Nel merito, la Corte costituzionale, ritenendo le questioni non fondate, ha escluso che nel caso di specie si sia verificata ”violazione dei diritti a un giusto processo”, dato che il predetto art.5 del d.l. 95/2012 è intervenuto in un ambito lasciato aperto a un successivo intervento del legislatore, onde si giustifica la mancata esecuzione degli obblighi imposti da un precedente giudicato amministrativo (Tar Lazio n. 4266/2007).

La Corte ha parimenti escluso la “violazione del diritto di ciascuno degli interessati al rispetto dei propri beni”, considerato che la norma in questione non ha comportato, come invece lamentato dagli interessati, “un’ingerenza nell’esercizio dei diritti che i ricorrenti potevano far valere in virtù di una sentenza passata in giudicato e della quale era in corso l’esecuzione”, stante che la predetta sentenza del Tar non ha attribuito un’aspettativa legittima a ottenere la qualifica di vicedirigente e il conseguente maggiore trattamento economico.
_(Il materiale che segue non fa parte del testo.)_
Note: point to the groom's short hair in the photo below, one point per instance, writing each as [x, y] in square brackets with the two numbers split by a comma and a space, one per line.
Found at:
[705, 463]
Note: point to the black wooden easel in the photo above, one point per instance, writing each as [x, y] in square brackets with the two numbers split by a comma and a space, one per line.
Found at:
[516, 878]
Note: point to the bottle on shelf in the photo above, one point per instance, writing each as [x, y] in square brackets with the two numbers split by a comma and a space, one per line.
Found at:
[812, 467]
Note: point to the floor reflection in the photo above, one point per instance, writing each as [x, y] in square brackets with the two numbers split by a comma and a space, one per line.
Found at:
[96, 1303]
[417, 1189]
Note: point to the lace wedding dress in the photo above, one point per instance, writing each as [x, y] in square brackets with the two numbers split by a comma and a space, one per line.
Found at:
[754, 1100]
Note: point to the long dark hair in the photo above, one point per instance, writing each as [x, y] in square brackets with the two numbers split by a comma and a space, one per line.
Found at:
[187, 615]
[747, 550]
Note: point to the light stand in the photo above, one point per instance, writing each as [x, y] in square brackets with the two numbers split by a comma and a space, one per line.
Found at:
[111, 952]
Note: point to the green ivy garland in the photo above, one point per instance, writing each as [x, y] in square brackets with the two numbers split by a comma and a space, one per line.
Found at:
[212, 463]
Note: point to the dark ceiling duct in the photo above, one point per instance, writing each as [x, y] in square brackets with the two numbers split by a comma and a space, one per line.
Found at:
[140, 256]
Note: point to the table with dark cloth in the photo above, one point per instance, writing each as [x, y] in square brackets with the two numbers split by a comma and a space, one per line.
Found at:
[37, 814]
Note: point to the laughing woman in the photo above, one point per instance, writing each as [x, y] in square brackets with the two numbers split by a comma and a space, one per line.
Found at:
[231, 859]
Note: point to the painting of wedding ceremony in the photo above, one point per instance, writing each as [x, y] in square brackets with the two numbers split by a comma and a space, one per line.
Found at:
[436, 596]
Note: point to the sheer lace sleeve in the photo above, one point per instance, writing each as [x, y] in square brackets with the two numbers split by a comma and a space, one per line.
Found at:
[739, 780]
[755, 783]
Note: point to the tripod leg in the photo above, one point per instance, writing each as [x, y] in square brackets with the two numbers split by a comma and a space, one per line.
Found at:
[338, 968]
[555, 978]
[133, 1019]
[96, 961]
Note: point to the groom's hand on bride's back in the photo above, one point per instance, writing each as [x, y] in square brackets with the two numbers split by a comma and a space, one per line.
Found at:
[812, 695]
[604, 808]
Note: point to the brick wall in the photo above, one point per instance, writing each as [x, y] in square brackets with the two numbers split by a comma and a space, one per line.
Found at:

La Corte non ha, altresì, ritenuto fondato il secondo gruppo di questioni, ossia quelle secondo cui l’art. 5 comma 13 in discorso sarebbe da considerare alla stregua di una legge-provvedimento diretta a impedire l’attuazione del giudicato della sentenza n. 4266/2007 del Tar Lazio, in quanto la disposizione censurata non è effettivamente ascrivibile alla categoria delle leggi-provvedimento, non avendo la disposizione medesima, alla stregua della giurisprudenza della stessa Corte costituzionale, quel contenuto particolare e concreto, tale da produrre effetti nei confronti di destinatari determinati o di un numero limitato di soggetti.

Ed invero, nel caso di specie, la previsione dell’area della vice dirigenza aveva una platea di destinatari assai ampia, in quanto comprendente il personale di tutto il comparto dei ministeri, nonché di tutte le altre amministrazioni indicate dal d.lgs. 165/2001 (art. 1 comma 2) in possesso dei requisiti richiesti.

Anche sul piano oggettivo, precisa la Corte, risulta evidente da quanto testé detto che l’art. 5 comma 13 non ha affatto “un contenuto particolare e concreto” ma, al contrario, detta la regola, di carattere astratto, secondo cui la vicedirigenza non è (più) prevista nell’organizzazione del lavoro pubblico. Da ultimo, sono state ritenute altresì infondate tutte le questioni secondo cui la disposizione censurata avrebbe invaso l’area riservata alla funzione giurisdizionale, per aver vanificato gli effetti di una pronuncia giurisdizionale divenuta intangibile, stante che la norma ha invece operato solo sul piano delle fonti generali e astratte senza vulnerare le attribuzioni riservate ai giudici.

Fallito il tentativo di resuscitarla attraverso la Corte costituzionale, a questo punto la vicedirigenza, istituita con una norma di legge e mai applicata, deve considerarsi definitivamente morta e sepolta.